白昼夢中遊行症

ad libitum (about life)

「おれは逃げるのだけは得意だから。だから人生も逃げてきた」と誰かが言った。

人生って何なんだろうな。

それについて考えると悲しくなる。

おれはいつからこんなことについて考えるようになったのだろう。

人生の困難について考えながら生きる人生は困難だ。

「人生は短く芸術は長い」という言葉が、予測変換で出てきた。

おれにはそのことがピンとこない。

人生は短いのか? 芸術は長いのか?

おれにはよくわからない。

おれには人生がよくわからない。

人生について考えることの困難に、向き合って生きる人生は困難だ。

だからほとんどの人たちは、なんとか早合点しようとするのだ。いや、しようとしなくても、自然とそうできるものなのだ。

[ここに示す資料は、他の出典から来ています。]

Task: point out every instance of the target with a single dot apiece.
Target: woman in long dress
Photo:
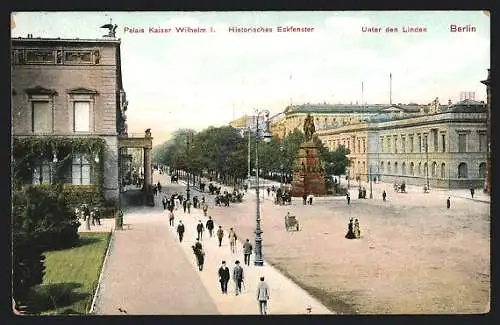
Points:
(357, 231)
(350, 232)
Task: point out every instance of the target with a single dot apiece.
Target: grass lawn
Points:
(71, 276)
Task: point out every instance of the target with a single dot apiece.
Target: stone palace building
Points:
(65, 91)
(440, 145)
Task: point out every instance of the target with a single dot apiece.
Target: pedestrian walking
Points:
(237, 277)
(232, 240)
(180, 230)
(200, 229)
(205, 209)
(357, 231)
(262, 296)
(199, 253)
(171, 218)
(210, 226)
(224, 277)
(247, 251)
(220, 235)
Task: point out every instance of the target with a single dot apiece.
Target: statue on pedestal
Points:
(309, 127)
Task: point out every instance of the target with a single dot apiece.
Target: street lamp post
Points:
(188, 190)
(258, 260)
(249, 149)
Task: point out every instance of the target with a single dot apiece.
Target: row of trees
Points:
(222, 152)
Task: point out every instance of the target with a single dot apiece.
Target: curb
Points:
(96, 293)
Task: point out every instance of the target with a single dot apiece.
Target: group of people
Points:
(353, 231)
(224, 273)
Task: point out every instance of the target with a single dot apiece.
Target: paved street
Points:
(415, 255)
(147, 272)
(147, 266)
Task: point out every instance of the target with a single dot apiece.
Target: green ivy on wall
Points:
(26, 150)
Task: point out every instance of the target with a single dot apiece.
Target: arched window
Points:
(482, 170)
(462, 170)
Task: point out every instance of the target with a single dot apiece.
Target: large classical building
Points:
(70, 89)
(440, 145)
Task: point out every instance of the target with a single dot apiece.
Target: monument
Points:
(308, 170)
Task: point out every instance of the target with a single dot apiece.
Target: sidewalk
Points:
(285, 296)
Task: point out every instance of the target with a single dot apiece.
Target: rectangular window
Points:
(435, 140)
(42, 173)
(81, 171)
(482, 142)
(81, 116)
(462, 142)
(42, 117)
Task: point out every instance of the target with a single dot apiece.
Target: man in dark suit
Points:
(180, 230)
(224, 277)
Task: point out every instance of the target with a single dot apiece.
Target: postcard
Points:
(246, 163)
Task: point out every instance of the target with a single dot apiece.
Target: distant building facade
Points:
(443, 145)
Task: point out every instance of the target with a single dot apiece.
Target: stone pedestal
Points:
(308, 172)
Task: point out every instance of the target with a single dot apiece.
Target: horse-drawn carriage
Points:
(291, 223)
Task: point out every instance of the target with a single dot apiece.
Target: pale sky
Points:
(186, 80)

一部、そのような機能がうまく働かなかったり、壊れてしまった人がいる。壊れてしまった人間が生きるには、いったいどうすればいいのだろうか。

おれは、自分の親の人生について考えてみる。

親の誕生、子ども時代、ジュブナイル、結婚して、子供が産まれて、子供が育って、親の親が死んで、子供に先立たれて、そして死。

これはひとつの可能なストーリーに過ぎないし、解像度も低いボケボケのものだ。その中に、さらに細々とした出来事が連なっているものだが、なんというか、とくに後半になるにつれて暗くどんよりとしたトーンになっている。しかもそれを際立たせるのは、幸せな子ども時代の存在だ。いつかの親戚の集まりで、親の子ども時代の思い出話を聞いて、おれはどうしようもなく悲しくなった。何が悲しいのかわからないまま、ただどうしようもなく悲しくなった。

ああ、こんなこと、考えずに済むのならそうしたい。

なんでこんなこと……辛いばっかりなのに。

生きることは悲しい。

別れのない出会いなどない。そう考えると、悲しい出来事のほうが人生には圧倒的に多いわけだ。

それは世界全体を見てもそうだ。

心を尽くして育てた子どもたちが、まるで紙屑みたいに殺されている。戦争なんてのは狂っている。構造的に戦争を肯定せざるを得ないこの人間の社会もまた……

ああ、眩暈がするようだ。

人生について、考えたくはない。

逃げてしまうのが、やっぱり得策だ。でないと、耐えられたものではない。そうだろう?